So I've got a case, Dr. Goldberg. She's an 18-year-old college freshman. You know, college students don't necessarily come in to be treated right away. They often come when they're in distress or sad or empty, so we're going to call her MT. She was referred for presumed but inadequately treated depression and some attention deficit. She might be seeking stimulants, but she complains that everything is her fault, no one understands me, I'm scared, I'm easily set off, and I can't focus. Her low mood and lack of interest have escalated over the last couple of months in particular. So what are you thinking right off the bat, Dr. Goldberg?
Dr. Goldberg:
Typical presentation. Maybe first time away from home, college freshmen. She's right in the epidemiological window for lots of things around mood disorders. Had a prior treatment. You had said inadequately treated depression and ADD. So probably what I want to do, Manpreet, is resist the temptation to jump to premature closure and anything. She sounds like initial presentation. But I would like to know how far back the depression goes with her. Is it someone who's been depressed for the last few months? Or the last few years? Or pre-adolescent? Prepubescent? What the qualitative nature of the depression is, has it been a kind of a coming and going sort of thing? Or a more persistent phenomenon? I'm curious about the attention complaints, you know, problem with attention is, it's arguably one of the most ubiquitous symptoms in all of the DSM-5. Name me one disorder that does not have impaired attention. Certainly, depression has impaired attention. But the hint here is that she was having some psychiatric ailment before age 12. If that is, in fact, ADHD. And so from a mood standpoint, I'm eager to know if she had mood symptoms before age 12 that might have been misconstrued as ADD? Or if that was more of like a haphazard diagnosis? People with depression have attention problems. So I'd love to tease that out from the timeframe, you know, love to know what inadequate prior treatment was? Does that mean that she took an SSRI for a week and didn't like it, so stopped? Did she have an adequate trial? And if so, of what? Uh, of one medicine?
Dr.
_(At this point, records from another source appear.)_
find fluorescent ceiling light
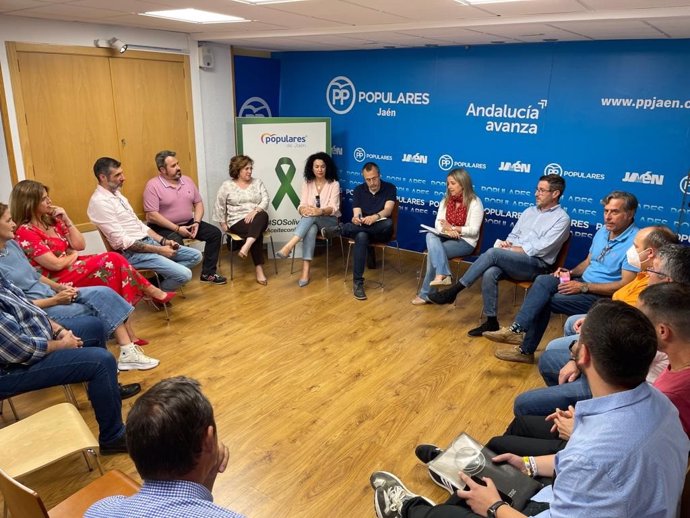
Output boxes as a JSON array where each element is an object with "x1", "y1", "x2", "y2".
[
  {"x1": 455, "y1": 0, "x2": 527, "y2": 5},
  {"x1": 140, "y1": 9, "x2": 249, "y2": 23},
  {"x1": 235, "y1": 0, "x2": 304, "y2": 5}
]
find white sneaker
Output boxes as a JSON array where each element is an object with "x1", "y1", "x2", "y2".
[{"x1": 117, "y1": 345, "x2": 160, "y2": 371}]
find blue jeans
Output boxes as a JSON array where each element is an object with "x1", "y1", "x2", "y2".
[
  {"x1": 44, "y1": 286, "x2": 134, "y2": 336},
  {"x1": 122, "y1": 237, "x2": 202, "y2": 291},
  {"x1": 539, "y1": 315, "x2": 584, "y2": 385},
  {"x1": 515, "y1": 274, "x2": 599, "y2": 358},
  {"x1": 513, "y1": 375, "x2": 592, "y2": 416},
  {"x1": 0, "y1": 317, "x2": 125, "y2": 444},
  {"x1": 294, "y1": 216, "x2": 338, "y2": 261},
  {"x1": 460, "y1": 248, "x2": 551, "y2": 317},
  {"x1": 419, "y1": 232, "x2": 474, "y2": 300},
  {"x1": 342, "y1": 218, "x2": 393, "y2": 284},
  {"x1": 563, "y1": 313, "x2": 587, "y2": 336}
]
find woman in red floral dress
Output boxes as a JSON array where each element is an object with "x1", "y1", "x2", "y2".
[{"x1": 10, "y1": 180, "x2": 175, "y2": 344}]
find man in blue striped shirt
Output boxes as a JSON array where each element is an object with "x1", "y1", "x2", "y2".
[
  {"x1": 84, "y1": 376, "x2": 244, "y2": 518},
  {"x1": 0, "y1": 275, "x2": 127, "y2": 454}
]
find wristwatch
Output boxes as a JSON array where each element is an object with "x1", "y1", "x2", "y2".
[{"x1": 486, "y1": 500, "x2": 508, "y2": 518}]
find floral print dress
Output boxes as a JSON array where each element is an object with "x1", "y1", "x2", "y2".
[{"x1": 15, "y1": 220, "x2": 151, "y2": 305}]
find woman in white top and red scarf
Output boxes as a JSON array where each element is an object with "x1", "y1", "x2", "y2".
[{"x1": 412, "y1": 169, "x2": 484, "y2": 305}]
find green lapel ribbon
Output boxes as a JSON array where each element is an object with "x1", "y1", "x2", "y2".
[{"x1": 273, "y1": 156, "x2": 299, "y2": 210}]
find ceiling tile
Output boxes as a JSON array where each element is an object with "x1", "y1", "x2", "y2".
[
  {"x1": 478, "y1": 0, "x2": 587, "y2": 16},
  {"x1": 580, "y1": 0, "x2": 690, "y2": 11}
]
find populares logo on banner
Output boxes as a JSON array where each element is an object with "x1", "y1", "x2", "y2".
[
  {"x1": 465, "y1": 99, "x2": 548, "y2": 135},
  {"x1": 622, "y1": 171, "x2": 664, "y2": 185},
  {"x1": 237, "y1": 97, "x2": 273, "y2": 117},
  {"x1": 259, "y1": 132, "x2": 307, "y2": 147},
  {"x1": 326, "y1": 76, "x2": 431, "y2": 117},
  {"x1": 271, "y1": 156, "x2": 299, "y2": 210},
  {"x1": 544, "y1": 162, "x2": 606, "y2": 181},
  {"x1": 352, "y1": 147, "x2": 393, "y2": 162},
  {"x1": 498, "y1": 160, "x2": 532, "y2": 173},
  {"x1": 438, "y1": 155, "x2": 486, "y2": 171},
  {"x1": 402, "y1": 153, "x2": 429, "y2": 164},
  {"x1": 679, "y1": 176, "x2": 690, "y2": 194}
]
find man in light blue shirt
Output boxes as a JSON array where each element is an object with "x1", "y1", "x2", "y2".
[
  {"x1": 371, "y1": 300, "x2": 690, "y2": 518},
  {"x1": 429, "y1": 174, "x2": 570, "y2": 336},
  {"x1": 84, "y1": 376, "x2": 244, "y2": 518},
  {"x1": 483, "y1": 191, "x2": 639, "y2": 363}
]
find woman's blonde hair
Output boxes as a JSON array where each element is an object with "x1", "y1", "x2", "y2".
[
  {"x1": 443, "y1": 168, "x2": 477, "y2": 207},
  {"x1": 10, "y1": 180, "x2": 55, "y2": 226},
  {"x1": 229, "y1": 155, "x2": 254, "y2": 180}
]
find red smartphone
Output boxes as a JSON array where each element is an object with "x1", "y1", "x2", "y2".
[{"x1": 558, "y1": 268, "x2": 570, "y2": 284}]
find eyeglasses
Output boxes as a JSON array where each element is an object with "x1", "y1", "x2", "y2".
[
  {"x1": 597, "y1": 245, "x2": 612, "y2": 262},
  {"x1": 645, "y1": 268, "x2": 671, "y2": 279}
]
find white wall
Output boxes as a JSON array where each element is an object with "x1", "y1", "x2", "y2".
[
  {"x1": 0, "y1": 15, "x2": 235, "y2": 225},
  {"x1": 195, "y1": 43, "x2": 235, "y2": 221}
]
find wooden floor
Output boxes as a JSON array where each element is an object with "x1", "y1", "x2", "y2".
[{"x1": 0, "y1": 247, "x2": 561, "y2": 518}]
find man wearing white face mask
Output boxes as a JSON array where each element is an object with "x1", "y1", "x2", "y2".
[
  {"x1": 483, "y1": 191, "x2": 639, "y2": 363},
  {"x1": 513, "y1": 226, "x2": 676, "y2": 416}
]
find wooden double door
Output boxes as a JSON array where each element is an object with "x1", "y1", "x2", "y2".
[{"x1": 8, "y1": 43, "x2": 197, "y2": 230}]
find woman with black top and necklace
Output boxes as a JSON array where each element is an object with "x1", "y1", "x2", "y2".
[{"x1": 276, "y1": 152, "x2": 340, "y2": 288}]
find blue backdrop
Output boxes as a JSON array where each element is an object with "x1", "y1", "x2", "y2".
[{"x1": 245, "y1": 40, "x2": 690, "y2": 265}]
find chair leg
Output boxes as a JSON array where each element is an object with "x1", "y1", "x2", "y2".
[
  {"x1": 343, "y1": 241, "x2": 352, "y2": 282},
  {"x1": 417, "y1": 252, "x2": 429, "y2": 293},
  {"x1": 226, "y1": 235, "x2": 235, "y2": 280},
  {"x1": 381, "y1": 247, "x2": 386, "y2": 289},
  {"x1": 151, "y1": 272, "x2": 170, "y2": 320},
  {"x1": 268, "y1": 235, "x2": 278, "y2": 275},
  {"x1": 81, "y1": 448, "x2": 105, "y2": 475},
  {"x1": 326, "y1": 239, "x2": 333, "y2": 279},
  {"x1": 62, "y1": 385, "x2": 79, "y2": 408},
  {"x1": 0, "y1": 397, "x2": 19, "y2": 421},
  {"x1": 338, "y1": 236, "x2": 345, "y2": 266}
]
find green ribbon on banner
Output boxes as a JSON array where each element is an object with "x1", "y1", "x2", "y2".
[{"x1": 273, "y1": 156, "x2": 299, "y2": 210}]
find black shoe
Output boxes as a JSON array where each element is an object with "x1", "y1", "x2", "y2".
[
  {"x1": 98, "y1": 433, "x2": 127, "y2": 455},
  {"x1": 429, "y1": 282, "x2": 464, "y2": 304},
  {"x1": 199, "y1": 273, "x2": 228, "y2": 284},
  {"x1": 118, "y1": 383, "x2": 141, "y2": 399},
  {"x1": 367, "y1": 246, "x2": 376, "y2": 270},
  {"x1": 467, "y1": 320, "x2": 501, "y2": 336},
  {"x1": 321, "y1": 224, "x2": 343, "y2": 239},
  {"x1": 352, "y1": 284, "x2": 367, "y2": 300},
  {"x1": 151, "y1": 300, "x2": 172, "y2": 311},
  {"x1": 414, "y1": 444, "x2": 443, "y2": 464},
  {"x1": 414, "y1": 444, "x2": 458, "y2": 495}
]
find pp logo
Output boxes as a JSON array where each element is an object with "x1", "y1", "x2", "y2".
[
  {"x1": 237, "y1": 97, "x2": 273, "y2": 117},
  {"x1": 680, "y1": 176, "x2": 690, "y2": 194},
  {"x1": 544, "y1": 162, "x2": 563, "y2": 176},
  {"x1": 326, "y1": 76, "x2": 356, "y2": 115},
  {"x1": 438, "y1": 155, "x2": 455, "y2": 171}
]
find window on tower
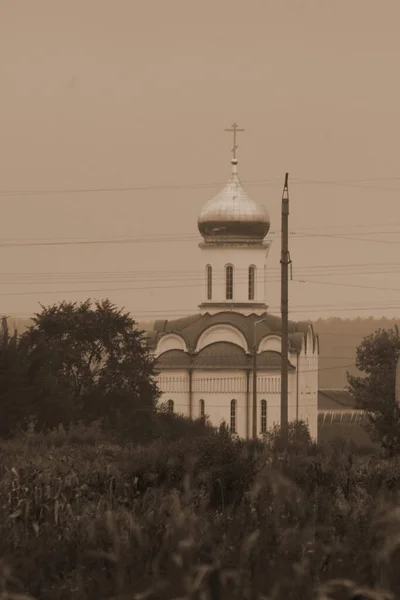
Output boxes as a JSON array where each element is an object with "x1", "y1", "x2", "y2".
[
  {"x1": 225, "y1": 265, "x2": 233, "y2": 300},
  {"x1": 229, "y1": 400, "x2": 236, "y2": 433},
  {"x1": 200, "y1": 400, "x2": 206, "y2": 419},
  {"x1": 206, "y1": 265, "x2": 212, "y2": 300},
  {"x1": 249, "y1": 265, "x2": 256, "y2": 300},
  {"x1": 261, "y1": 400, "x2": 267, "y2": 433}
]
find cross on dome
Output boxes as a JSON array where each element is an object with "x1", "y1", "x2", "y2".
[{"x1": 225, "y1": 122, "x2": 244, "y2": 162}]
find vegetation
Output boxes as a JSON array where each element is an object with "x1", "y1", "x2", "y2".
[
  {"x1": 0, "y1": 426, "x2": 400, "y2": 600},
  {"x1": 348, "y1": 325, "x2": 400, "y2": 455},
  {"x1": 8, "y1": 317, "x2": 400, "y2": 389},
  {"x1": 0, "y1": 300, "x2": 159, "y2": 435},
  {"x1": 314, "y1": 317, "x2": 400, "y2": 389},
  {"x1": 0, "y1": 301, "x2": 400, "y2": 600}
]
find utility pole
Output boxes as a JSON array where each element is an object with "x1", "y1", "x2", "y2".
[
  {"x1": 281, "y1": 173, "x2": 290, "y2": 437},
  {"x1": 253, "y1": 342, "x2": 258, "y2": 440}
]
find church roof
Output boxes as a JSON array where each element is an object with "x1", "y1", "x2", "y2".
[
  {"x1": 198, "y1": 159, "x2": 270, "y2": 242},
  {"x1": 157, "y1": 342, "x2": 295, "y2": 371},
  {"x1": 148, "y1": 311, "x2": 317, "y2": 352}
]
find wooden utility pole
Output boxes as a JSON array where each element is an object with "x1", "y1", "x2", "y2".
[
  {"x1": 253, "y1": 344, "x2": 257, "y2": 440},
  {"x1": 281, "y1": 173, "x2": 290, "y2": 435}
]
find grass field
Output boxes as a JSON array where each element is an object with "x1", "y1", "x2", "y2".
[{"x1": 0, "y1": 422, "x2": 400, "y2": 600}]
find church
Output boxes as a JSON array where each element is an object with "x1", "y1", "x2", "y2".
[{"x1": 147, "y1": 124, "x2": 319, "y2": 440}]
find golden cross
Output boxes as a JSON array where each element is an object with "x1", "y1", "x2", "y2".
[{"x1": 225, "y1": 123, "x2": 244, "y2": 160}]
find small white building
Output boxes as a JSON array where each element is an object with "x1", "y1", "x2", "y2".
[{"x1": 147, "y1": 142, "x2": 319, "y2": 440}]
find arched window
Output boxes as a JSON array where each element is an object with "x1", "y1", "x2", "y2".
[
  {"x1": 230, "y1": 400, "x2": 236, "y2": 433},
  {"x1": 199, "y1": 400, "x2": 206, "y2": 419},
  {"x1": 261, "y1": 400, "x2": 267, "y2": 433},
  {"x1": 225, "y1": 265, "x2": 233, "y2": 300},
  {"x1": 249, "y1": 265, "x2": 256, "y2": 300},
  {"x1": 206, "y1": 265, "x2": 212, "y2": 300}
]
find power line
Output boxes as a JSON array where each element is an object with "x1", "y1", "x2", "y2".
[{"x1": 0, "y1": 177, "x2": 400, "y2": 196}]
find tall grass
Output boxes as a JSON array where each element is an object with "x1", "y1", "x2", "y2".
[{"x1": 0, "y1": 425, "x2": 400, "y2": 600}]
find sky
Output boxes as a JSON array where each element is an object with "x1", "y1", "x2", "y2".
[{"x1": 0, "y1": 0, "x2": 400, "y2": 321}]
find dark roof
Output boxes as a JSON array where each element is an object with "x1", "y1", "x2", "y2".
[
  {"x1": 193, "y1": 342, "x2": 249, "y2": 369},
  {"x1": 318, "y1": 390, "x2": 357, "y2": 411},
  {"x1": 144, "y1": 311, "x2": 317, "y2": 352},
  {"x1": 157, "y1": 342, "x2": 295, "y2": 370}
]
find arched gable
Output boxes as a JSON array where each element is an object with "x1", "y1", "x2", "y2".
[
  {"x1": 258, "y1": 334, "x2": 282, "y2": 353},
  {"x1": 196, "y1": 323, "x2": 249, "y2": 352},
  {"x1": 155, "y1": 333, "x2": 187, "y2": 357}
]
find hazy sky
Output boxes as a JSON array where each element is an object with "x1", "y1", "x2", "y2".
[{"x1": 0, "y1": 0, "x2": 400, "y2": 320}]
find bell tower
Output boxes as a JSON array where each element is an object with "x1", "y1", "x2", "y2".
[{"x1": 198, "y1": 123, "x2": 271, "y2": 314}]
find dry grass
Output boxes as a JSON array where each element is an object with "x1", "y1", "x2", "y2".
[{"x1": 0, "y1": 429, "x2": 400, "y2": 600}]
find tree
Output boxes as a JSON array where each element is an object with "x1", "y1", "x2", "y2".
[
  {"x1": 0, "y1": 317, "x2": 32, "y2": 437},
  {"x1": 20, "y1": 299, "x2": 159, "y2": 428},
  {"x1": 347, "y1": 325, "x2": 400, "y2": 455}
]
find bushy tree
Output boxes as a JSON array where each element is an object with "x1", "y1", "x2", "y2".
[
  {"x1": 347, "y1": 325, "x2": 400, "y2": 455},
  {"x1": 0, "y1": 317, "x2": 34, "y2": 437},
  {"x1": 20, "y1": 299, "x2": 158, "y2": 428}
]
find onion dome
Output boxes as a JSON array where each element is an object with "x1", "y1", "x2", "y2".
[{"x1": 198, "y1": 158, "x2": 270, "y2": 242}]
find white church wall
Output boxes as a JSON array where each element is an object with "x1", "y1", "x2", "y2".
[
  {"x1": 192, "y1": 370, "x2": 247, "y2": 438},
  {"x1": 201, "y1": 246, "x2": 269, "y2": 305},
  {"x1": 156, "y1": 369, "x2": 189, "y2": 417},
  {"x1": 298, "y1": 344, "x2": 318, "y2": 441},
  {"x1": 258, "y1": 334, "x2": 282, "y2": 353}
]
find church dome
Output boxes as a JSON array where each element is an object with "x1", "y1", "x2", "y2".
[{"x1": 198, "y1": 159, "x2": 270, "y2": 242}]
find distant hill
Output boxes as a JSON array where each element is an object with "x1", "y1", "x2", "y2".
[
  {"x1": 8, "y1": 315, "x2": 400, "y2": 389},
  {"x1": 314, "y1": 317, "x2": 400, "y2": 389}
]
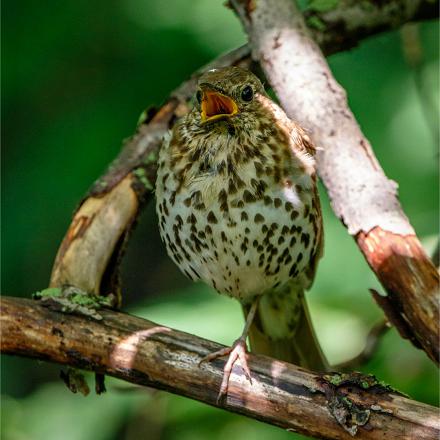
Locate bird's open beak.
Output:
[201,90,238,122]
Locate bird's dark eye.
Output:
[241,86,254,102]
[196,90,202,104]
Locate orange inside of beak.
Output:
[202,90,238,121]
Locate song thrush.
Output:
[156,67,325,396]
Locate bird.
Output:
[156,67,328,399]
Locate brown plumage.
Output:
[156,67,325,394]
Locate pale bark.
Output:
[230,0,440,363]
[0,297,440,440]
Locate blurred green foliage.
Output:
[1,0,439,440]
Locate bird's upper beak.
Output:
[201,90,238,122]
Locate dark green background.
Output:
[1,0,439,440]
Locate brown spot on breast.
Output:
[301,232,310,249]
[207,211,217,223]
[243,189,256,203]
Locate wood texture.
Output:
[0,297,440,440]
[230,0,440,363]
[50,0,438,308]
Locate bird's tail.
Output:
[243,288,329,371]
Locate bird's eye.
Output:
[196,90,202,104]
[241,86,254,102]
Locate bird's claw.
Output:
[199,338,252,403]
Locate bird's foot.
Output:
[199,338,252,403]
[33,286,116,320]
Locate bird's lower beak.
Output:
[201,90,238,122]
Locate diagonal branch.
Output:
[0,297,440,440]
[230,0,440,363]
[51,0,438,360]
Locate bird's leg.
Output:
[199,298,259,402]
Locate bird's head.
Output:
[191,67,265,131]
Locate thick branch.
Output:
[0,297,440,440]
[51,0,438,358]
[230,0,440,362]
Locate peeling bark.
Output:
[230,0,440,363]
[0,297,440,440]
[50,0,438,358]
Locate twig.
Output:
[0,297,440,440]
[51,0,438,306]
[230,0,440,363]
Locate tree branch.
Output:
[50,0,438,358]
[0,297,440,440]
[230,0,440,363]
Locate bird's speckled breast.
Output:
[156,115,320,302]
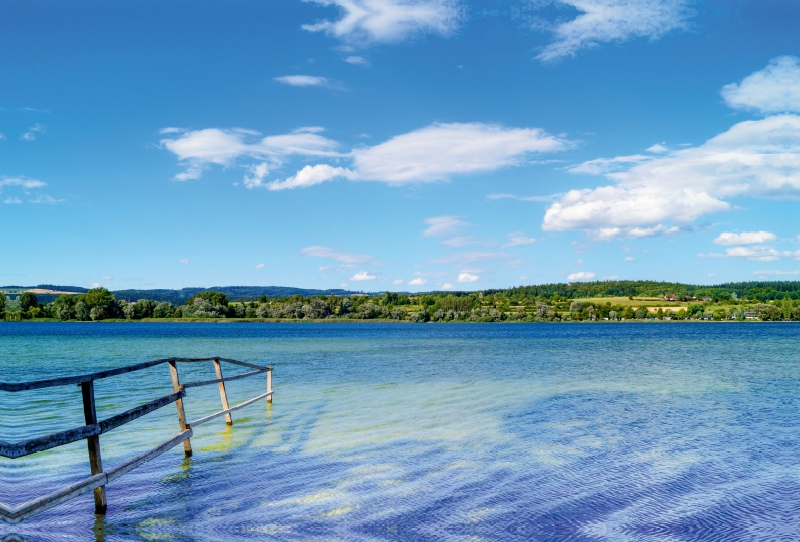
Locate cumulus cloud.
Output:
[714,230,778,245]
[428,250,512,268]
[722,56,800,114]
[161,127,340,181]
[567,154,653,175]
[422,215,467,237]
[275,75,334,88]
[442,236,497,248]
[350,271,375,281]
[753,269,800,276]
[353,123,568,184]
[300,245,376,265]
[267,164,356,190]
[0,177,47,192]
[503,231,536,248]
[19,124,47,141]
[536,0,693,62]
[567,271,597,282]
[698,245,800,262]
[542,115,800,239]
[303,0,461,44]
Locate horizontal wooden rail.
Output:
[186,391,272,427]
[0,390,186,459]
[0,357,273,523]
[0,429,192,523]
[181,368,270,389]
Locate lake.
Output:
[0,322,800,541]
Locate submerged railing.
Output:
[0,357,272,523]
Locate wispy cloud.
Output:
[350,271,375,281]
[303,0,462,45]
[300,245,377,265]
[536,0,694,62]
[344,55,372,68]
[268,164,356,190]
[722,56,800,114]
[714,230,778,245]
[160,127,340,185]
[275,75,339,88]
[353,123,569,184]
[19,124,47,141]
[567,271,597,282]
[422,215,468,237]
[503,231,536,248]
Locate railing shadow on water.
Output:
[0,357,272,523]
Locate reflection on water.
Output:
[0,323,800,541]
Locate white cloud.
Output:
[442,236,490,248]
[161,127,340,182]
[275,75,334,88]
[536,0,693,62]
[344,55,372,68]
[542,115,800,239]
[486,194,564,201]
[567,154,653,175]
[645,143,669,154]
[350,271,375,281]
[567,271,597,282]
[19,124,47,141]
[698,245,800,262]
[753,269,800,276]
[30,194,64,205]
[422,215,467,237]
[0,177,47,191]
[300,245,376,265]
[352,123,567,184]
[503,231,536,248]
[428,250,512,267]
[722,56,800,114]
[714,230,778,245]
[303,0,461,43]
[267,164,356,190]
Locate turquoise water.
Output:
[0,323,800,541]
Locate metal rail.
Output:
[0,357,273,523]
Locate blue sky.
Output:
[0,0,800,291]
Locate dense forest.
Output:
[0,281,800,322]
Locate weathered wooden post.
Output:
[213,358,233,425]
[81,380,108,514]
[267,367,272,403]
[169,360,192,457]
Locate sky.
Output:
[0,0,800,292]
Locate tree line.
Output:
[0,283,800,322]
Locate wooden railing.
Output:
[0,357,272,523]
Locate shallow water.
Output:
[0,322,800,541]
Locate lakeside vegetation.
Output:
[0,281,800,322]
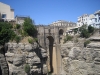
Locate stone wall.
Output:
[61,43,100,75]
[5,43,47,75]
[0,52,9,75]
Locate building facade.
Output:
[77,10,100,28]
[50,20,76,27]
[15,16,28,25]
[0,2,14,21]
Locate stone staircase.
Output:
[0,53,9,75]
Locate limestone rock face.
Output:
[40,48,47,58]
[61,43,100,75]
[5,42,47,75]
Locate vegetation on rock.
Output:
[24,64,30,73]
[15,35,21,43]
[0,22,16,45]
[64,35,73,43]
[84,40,90,47]
[79,25,94,38]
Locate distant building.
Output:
[0,2,14,21]
[50,20,76,27]
[15,16,28,25]
[77,10,100,28]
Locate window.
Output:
[2,14,6,18]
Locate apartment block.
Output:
[77,10,100,28]
[50,20,76,27]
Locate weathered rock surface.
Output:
[61,43,100,75]
[5,43,47,75]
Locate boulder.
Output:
[18,43,25,50]
[5,52,14,63]
[68,47,81,59]
[30,57,41,65]
[13,54,24,66]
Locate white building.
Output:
[77,10,100,28]
[50,20,76,27]
[0,2,14,21]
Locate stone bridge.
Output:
[37,26,77,75]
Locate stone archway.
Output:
[59,29,64,43]
[47,36,57,74]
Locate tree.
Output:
[0,22,15,45]
[23,18,37,37]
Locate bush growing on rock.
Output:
[15,36,21,43]
[16,24,21,29]
[79,25,94,38]
[84,40,90,47]
[28,38,34,44]
[64,35,73,43]
[24,64,30,73]
[0,22,16,45]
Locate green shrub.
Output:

Singh:
Alright, and let's dig into it.
Dr. Goldberg:
Yeah, yeah.
Dr. Singh:
Yep, let's dig into it. Here are some -
Dr. Goldberg:
I feel like this should evoke lots of questions and, for our colleagues, just resist the temptation. This is not name that tune, where you want to get to the answer, you know, within five notes, you want to be all inclusive, because then you're going to narrow this down, and the careful evaluation is the way to get there.
Dr. Singh:
So let's go into the history a little bit more deeply. MT had a history of depressive episodes with outbursts and suicidal behavior since age 11. So this is predating age 12, unprovoked or triggered outbursts. She would also assault her brother or bang her head against the wall. She overdosed on over 150 pills on two separate occasions and attempted multiple times to hang herself on the doorframe of her room. But she was never hospitalized. The outbursts that she had, which were episodic, usually came after prolonged periods of very severely depressed mood and lack of enjoyment in life. Triggers were sometimes due to poor coping with disappointment, some rejection, or a reaction to stress associated with a belief really that the only academic success that she had could prevent her mother from being deported to another country. And that was a reason that she actually says that she lives and continues to live until the age of 21, so that she can prevent her mom from getting deported.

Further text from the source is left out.